Automation equipment: Industrial robots (linear modules), automated production lines, precision conveying mechanisms;

Precision machinery: Semiconductor lithography machines, wafer processing equipment, precision measuring instruments;

Engineering/civil equipment: Lifting platforms, precision printing machines, mold clamping mechanisms of injection molding machines, 3D printers. 

V. Matching Relationship with Ball Screw Support Bearings

The ball screw support bearings you focused on previously are high-precision angular contact ball bearings specially designed for ball screws. The two form an indivisible precision matched combination, with the core matching points as follows:

The two ends of the ball screw shaft need to be supported for rotation and axially positioned by support bearings. The bearing precision directly determines the screw's rotation accuracy, which in turn affects the linear transmission accuracy.
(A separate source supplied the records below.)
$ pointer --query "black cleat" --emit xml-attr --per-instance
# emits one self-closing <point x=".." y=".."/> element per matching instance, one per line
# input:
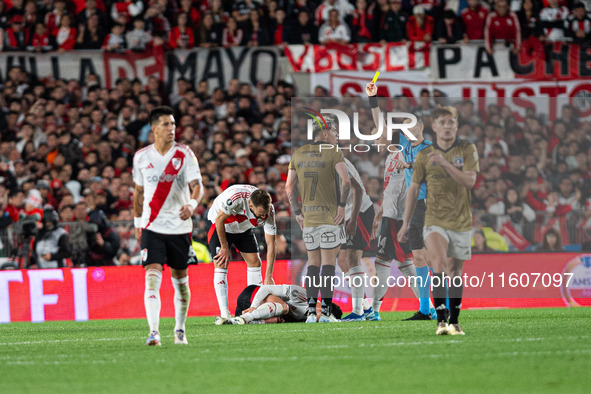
<point x="418" y="316"/>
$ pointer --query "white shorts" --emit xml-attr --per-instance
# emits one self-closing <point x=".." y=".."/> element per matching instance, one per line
<point x="459" y="243"/>
<point x="324" y="237"/>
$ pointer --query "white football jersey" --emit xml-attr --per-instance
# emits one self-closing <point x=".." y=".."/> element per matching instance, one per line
<point x="394" y="188"/>
<point x="165" y="180"/>
<point x="293" y="295"/>
<point x="234" y="202"/>
<point x="365" y="200"/>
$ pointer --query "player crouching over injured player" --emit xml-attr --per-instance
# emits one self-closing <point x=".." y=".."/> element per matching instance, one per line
<point x="274" y="304"/>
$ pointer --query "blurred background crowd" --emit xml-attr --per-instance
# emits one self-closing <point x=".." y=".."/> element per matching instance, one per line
<point x="138" y="25"/>
<point x="66" y="147"/>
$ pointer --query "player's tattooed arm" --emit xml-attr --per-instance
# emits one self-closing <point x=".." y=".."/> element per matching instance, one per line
<point x="293" y="194"/>
<point x="138" y="207"/>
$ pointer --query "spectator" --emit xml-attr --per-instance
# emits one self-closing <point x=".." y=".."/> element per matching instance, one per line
<point x="208" y="36"/>
<point x="182" y="36"/>
<point x="334" y="31"/>
<point x="359" y="24"/>
<point x="552" y="19"/>
<point x="578" y="25"/>
<point x="502" y="24"/>
<point x="16" y="37"/>
<point x="449" y="31"/>
<point x="479" y="243"/>
<point x="232" y="35"/>
<point x="303" y="31"/>
<point x="114" y="41"/>
<point x="419" y="26"/>
<point x="51" y="246"/>
<point x="393" y="28"/>
<point x="40" y="40"/>
<point x="105" y="244"/>
<point x="474" y="17"/>
<point x="138" y="38"/>
<point x="552" y="241"/>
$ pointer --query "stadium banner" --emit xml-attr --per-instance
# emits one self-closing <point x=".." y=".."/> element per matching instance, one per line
<point x="505" y="281"/>
<point x="547" y="96"/>
<point x="557" y="60"/>
<point x="217" y="66"/>
<point x="359" y="57"/>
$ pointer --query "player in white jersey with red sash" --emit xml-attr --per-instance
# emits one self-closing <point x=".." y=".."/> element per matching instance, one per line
<point x="234" y="214"/>
<point x="167" y="188"/>
<point x="359" y="215"/>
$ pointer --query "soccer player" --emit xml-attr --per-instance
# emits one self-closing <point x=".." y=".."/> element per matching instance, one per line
<point x="449" y="167"/>
<point x="359" y="215"/>
<point x="321" y="211"/>
<point x="415" y="237"/>
<point x="260" y="304"/>
<point x="234" y="214"/>
<point x="167" y="188"/>
<point x="389" y="217"/>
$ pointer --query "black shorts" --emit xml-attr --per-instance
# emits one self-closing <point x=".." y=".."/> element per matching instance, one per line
<point x="388" y="246"/>
<point x="415" y="230"/>
<point x="362" y="237"/>
<point x="245" y="242"/>
<point x="245" y="298"/>
<point x="174" y="250"/>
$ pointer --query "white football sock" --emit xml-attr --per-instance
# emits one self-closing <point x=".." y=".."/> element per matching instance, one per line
<point x="409" y="270"/>
<point x="356" y="276"/>
<point x="382" y="272"/>
<point x="220" y="283"/>
<point x="182" y="298"/>
<point x="152" y="298"/>
<point x="264" y="311"/>
<point x="253" y="276"/>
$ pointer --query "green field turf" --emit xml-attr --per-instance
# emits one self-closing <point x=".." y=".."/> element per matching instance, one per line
<point x="533" y="350"/>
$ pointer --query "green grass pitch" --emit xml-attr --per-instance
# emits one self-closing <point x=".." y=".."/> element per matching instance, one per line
<point x="519" y="350"/>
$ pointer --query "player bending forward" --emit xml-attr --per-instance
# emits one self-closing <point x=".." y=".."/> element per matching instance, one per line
<point x="449" y="167"/>
<point x="234" y="214"/>
<point x="164" y="173"/>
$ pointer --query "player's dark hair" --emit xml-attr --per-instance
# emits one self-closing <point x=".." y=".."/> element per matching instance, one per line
<point x="444" y="111"/>
<point x="158" y="112"/>
<point x="261" y="198"/>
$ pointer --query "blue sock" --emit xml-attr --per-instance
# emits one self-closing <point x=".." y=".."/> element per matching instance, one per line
<point x="424" y="290"/>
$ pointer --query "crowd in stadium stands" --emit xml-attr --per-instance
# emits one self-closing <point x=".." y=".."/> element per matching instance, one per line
<point x="70" y="146"/>
<point x="139" y="25"/>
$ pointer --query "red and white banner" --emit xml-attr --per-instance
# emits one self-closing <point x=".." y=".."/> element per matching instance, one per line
<point x="359" y="57"/>
<point x="546" y="96"/>
<point x="508" y="281"/>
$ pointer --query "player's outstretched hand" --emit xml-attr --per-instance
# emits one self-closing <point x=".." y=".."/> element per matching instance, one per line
<point x="186" y="212"/>
<point x="222" y="258"/>
<point x="300" y="220"/>
<point x="402" y="233"/>
<point x="338" y="219"/>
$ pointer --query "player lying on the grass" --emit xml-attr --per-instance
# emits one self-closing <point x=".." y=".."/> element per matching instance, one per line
<point x="314" y="175"/>
<point x="388" y="219"/>
<point x="449" y="167"/>
<point x="415" y="237"/>
<point x="274" y="304"/>
<point x="234" y="214"/>
<point x="167" y="188"/>
<point x="359" y="215"/>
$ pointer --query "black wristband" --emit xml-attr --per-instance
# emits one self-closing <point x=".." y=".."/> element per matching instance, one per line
<point x="373" y="101"/>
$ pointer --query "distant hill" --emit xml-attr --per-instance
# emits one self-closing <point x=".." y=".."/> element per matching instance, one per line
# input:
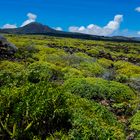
<point x="38" y="28"/>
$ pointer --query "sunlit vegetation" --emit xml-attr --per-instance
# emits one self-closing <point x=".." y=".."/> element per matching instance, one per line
<point x="70" y="89"/>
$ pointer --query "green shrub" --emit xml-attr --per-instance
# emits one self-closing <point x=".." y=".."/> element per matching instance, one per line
<point x="93" y="88"/>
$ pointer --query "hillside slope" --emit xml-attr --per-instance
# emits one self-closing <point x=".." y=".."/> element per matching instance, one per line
<point x="63" y="88"/>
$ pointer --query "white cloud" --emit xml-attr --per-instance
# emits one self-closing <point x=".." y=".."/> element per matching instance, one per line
<point x="9" y="26"/>
<point x="31" y="18"/>
<point x="137" y="9"/>
<point x="93" y="29"/>
<point x="138" y="32"/>
<point x="58" y="29"/>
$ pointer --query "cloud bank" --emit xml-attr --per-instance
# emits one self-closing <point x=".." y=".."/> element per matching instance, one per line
<point x="93" y="29"/>
<point x="9" y="26"/>
<point x="31" y="18"/>
<point x="137" y="9"/>
<point x="58" y="29"/>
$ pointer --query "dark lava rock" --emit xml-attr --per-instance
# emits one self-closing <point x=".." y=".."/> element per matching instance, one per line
<point x="7" y="49"/>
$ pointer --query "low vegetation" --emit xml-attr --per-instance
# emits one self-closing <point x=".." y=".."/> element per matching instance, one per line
<point x="70" y="89"/>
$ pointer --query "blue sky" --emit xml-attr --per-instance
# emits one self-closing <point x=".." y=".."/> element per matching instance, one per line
<point x="78" y="14"/>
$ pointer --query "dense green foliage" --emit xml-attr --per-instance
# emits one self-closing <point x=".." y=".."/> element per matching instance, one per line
<point x="70" y="89"/>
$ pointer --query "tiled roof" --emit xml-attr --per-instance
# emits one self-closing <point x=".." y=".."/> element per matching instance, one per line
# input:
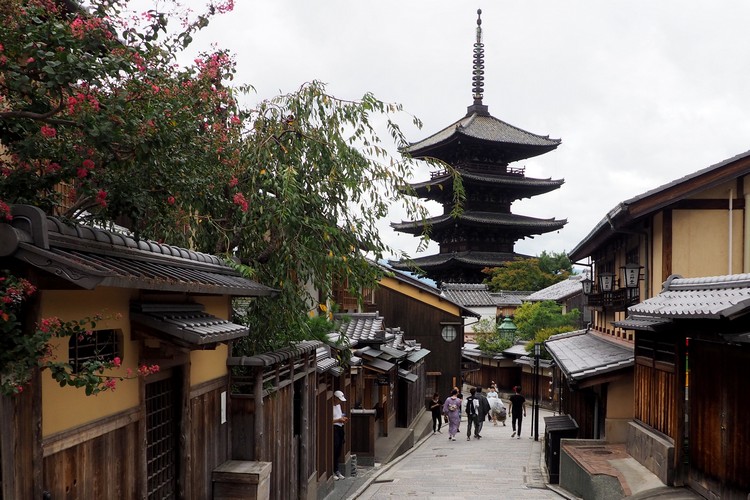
<point x="559" y="291"/>
<point x="479" y="259"/>
<point x="484" y="127"/>
<point x="509" y="221"/>
<point x="276" y="357"/>
<point x="710" y="297"/>
<point x="468" y="294"/>
<point x="510" y="297"/>
<point x="658" y="198"/>
<point x="89" y="257"/>
<point x="186" y="324"/>
<point x="521" y="186"/>
<point x="361" y="327"/>
<point x="582" y="354"/>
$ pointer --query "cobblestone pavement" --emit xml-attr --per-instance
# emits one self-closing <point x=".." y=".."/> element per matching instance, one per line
<point x="496" y="466"/>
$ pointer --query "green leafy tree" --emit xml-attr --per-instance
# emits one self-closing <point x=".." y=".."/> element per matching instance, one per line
<point x="488" y="337"/>
<point x="533" y="317"/>
<point x="529" y="274"/>
<point x="99" y="123"/>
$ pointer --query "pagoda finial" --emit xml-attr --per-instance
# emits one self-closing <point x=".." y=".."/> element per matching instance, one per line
<point x="478" y="69"/>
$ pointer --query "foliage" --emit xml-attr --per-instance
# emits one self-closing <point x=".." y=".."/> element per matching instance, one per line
<point x="22" y="352"/>
<point x="488" y="337"/>
<point x="102" y="124"/>
<point x="532" y="317"/>
<point x="529" y="274"/>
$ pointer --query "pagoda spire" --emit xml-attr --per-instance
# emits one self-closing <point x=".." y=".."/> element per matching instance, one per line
<point x="477" y="77"/>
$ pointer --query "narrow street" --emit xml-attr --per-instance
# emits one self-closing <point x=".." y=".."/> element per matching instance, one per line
<point x="496" y="466"/>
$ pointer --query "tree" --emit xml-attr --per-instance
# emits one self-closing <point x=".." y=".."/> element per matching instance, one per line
<point x="101" y="124"/>
<point x="488" y="337"/>
<point x="533" y="317"/>
<point x="530" y="274"/>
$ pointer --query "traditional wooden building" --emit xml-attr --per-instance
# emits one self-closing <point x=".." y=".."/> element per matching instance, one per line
<point x="480" y="148"/>
<point x="692" y="350"/>
<point x="695" y="226"/>
<point x="156" y="437"/>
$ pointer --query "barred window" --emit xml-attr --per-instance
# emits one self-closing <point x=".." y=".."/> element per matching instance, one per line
<point x="100" y="345"/>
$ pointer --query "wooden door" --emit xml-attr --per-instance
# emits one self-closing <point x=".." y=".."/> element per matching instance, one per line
<point x="719" y="440"/>
<point x="162" y="436"/>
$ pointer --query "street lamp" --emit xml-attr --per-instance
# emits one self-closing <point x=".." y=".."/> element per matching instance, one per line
<point x="631" y="274"/>
<point x="586" y="285"/>
<point x="606" y="280"/>
<point x="537" y="352"/>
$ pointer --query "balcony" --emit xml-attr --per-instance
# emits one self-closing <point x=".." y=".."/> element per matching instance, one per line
<point x="619" y="299"/>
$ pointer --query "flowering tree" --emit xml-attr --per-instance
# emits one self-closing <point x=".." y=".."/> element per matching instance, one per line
<point x="100" y="123"/>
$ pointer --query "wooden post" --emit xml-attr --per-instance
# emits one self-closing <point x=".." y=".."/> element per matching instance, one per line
<point x="259" y="434"/>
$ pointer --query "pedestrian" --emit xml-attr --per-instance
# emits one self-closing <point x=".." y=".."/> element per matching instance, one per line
<point x="339" y="436"/>
<point x="452" y="409"/>
<point x="472" y="412"/>
<point x="517" y="411"/>
<point x="436" y="407"/>
<point x="461" y="399"/>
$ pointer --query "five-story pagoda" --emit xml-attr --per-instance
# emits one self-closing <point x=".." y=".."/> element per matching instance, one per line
<point x="480" y="148"/>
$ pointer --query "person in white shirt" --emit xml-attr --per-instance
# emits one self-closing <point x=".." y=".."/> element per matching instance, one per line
<point x="339" y="419"/>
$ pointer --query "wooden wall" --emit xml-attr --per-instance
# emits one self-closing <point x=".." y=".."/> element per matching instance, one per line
<point x="422" y="322"/>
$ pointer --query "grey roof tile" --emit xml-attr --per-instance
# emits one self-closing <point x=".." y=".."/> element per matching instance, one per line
<point x="559" y="291"/>
<point x="582" y="354"/>
<point x="708" y="297"/>
<point x="468" y="294"/>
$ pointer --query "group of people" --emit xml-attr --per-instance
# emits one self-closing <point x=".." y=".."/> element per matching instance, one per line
<point x="478" y="407"/>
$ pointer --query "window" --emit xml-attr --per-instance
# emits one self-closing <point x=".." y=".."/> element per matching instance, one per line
<point x="101" y="345"/>
<point x="449" y="333"/>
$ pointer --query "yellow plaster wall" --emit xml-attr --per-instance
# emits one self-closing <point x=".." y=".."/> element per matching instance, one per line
<point x="619" y="409"/>
<point x="700" y="242"/>
<point x="211" y="364"/>
<point x="415" y="292"/>
<point x="66" y="407"/>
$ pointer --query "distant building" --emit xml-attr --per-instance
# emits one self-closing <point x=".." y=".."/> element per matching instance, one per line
<point x="480" y="148"/>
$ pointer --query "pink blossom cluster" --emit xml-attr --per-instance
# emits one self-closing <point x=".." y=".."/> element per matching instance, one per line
<point x="239" y="199"/>
<point x="77" y="101"/>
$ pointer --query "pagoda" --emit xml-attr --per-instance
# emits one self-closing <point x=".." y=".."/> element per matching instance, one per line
<point x="480" y="148"/>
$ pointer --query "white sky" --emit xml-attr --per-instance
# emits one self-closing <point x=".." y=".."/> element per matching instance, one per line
<point x="641" y="92"/>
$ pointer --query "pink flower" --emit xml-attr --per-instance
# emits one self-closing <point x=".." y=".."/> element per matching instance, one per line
<point x="101" y="198"/>
<point x="48" y="131"/>
<point x="239" y="199"/>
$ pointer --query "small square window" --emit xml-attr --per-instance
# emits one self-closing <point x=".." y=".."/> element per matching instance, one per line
<point x="449" y="333"/>
<point x="101" y="345"/>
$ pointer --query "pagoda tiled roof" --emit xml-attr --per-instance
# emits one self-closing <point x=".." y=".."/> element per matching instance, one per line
<point x="468" y="294"/>
<point x="486" y="128"/>
<point x="470" y="258"/>
<point x="520" y="223"/>
<point x="522" y="186"/>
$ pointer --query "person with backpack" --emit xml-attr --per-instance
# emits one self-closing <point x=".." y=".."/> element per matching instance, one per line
<point x="472" y="412"/>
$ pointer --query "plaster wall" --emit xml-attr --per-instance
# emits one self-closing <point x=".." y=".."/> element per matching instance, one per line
<point x="620" y="409"/>
<point x="67" y="407"/>
<point x="700" y="242"/>
<point x="211" y="364"/>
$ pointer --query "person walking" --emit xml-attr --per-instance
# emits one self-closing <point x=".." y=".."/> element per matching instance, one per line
<point x="452" y="409"/>
<point x="482" y="412"/>
<point x="436" y="407"/>
<point x="517" y="411"/>
<point x="339" y="419"/>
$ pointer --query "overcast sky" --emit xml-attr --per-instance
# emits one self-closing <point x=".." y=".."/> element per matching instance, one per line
<point x="641" y="92"/>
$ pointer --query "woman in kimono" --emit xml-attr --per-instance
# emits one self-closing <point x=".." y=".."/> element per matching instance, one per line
<point x="452" y="409"/>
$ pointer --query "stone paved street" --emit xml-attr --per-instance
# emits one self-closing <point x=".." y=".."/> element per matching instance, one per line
<point x="496" y="466"/>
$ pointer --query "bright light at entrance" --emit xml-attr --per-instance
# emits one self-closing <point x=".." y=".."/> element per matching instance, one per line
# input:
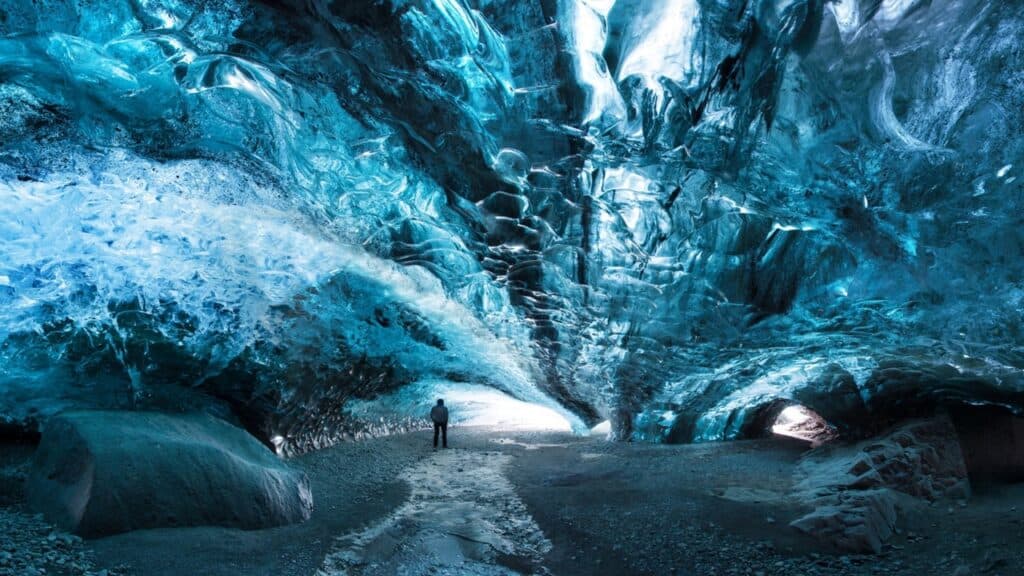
<point x="798" y="421"/>
<point x="469" y="405"/>
<point x="487" y="407"/>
Ball screws are mainly subject to axial force with a small amount of radial force. Therefore, the matching support bearings are angular contact ball bearings with high axial load capacity and high rigidity (contact angle 25°/40°), which must be used in pairs (DB/DF/DT) to achieve bidirectional axial positioning.

The precision grades of the two must match: for example, a C3 grade ball screw must be matched with P4/P2 grade high-precision ball screw support bearings; otherwise, the overall transmission accuracy will be reduced due to insufficient bearing precision.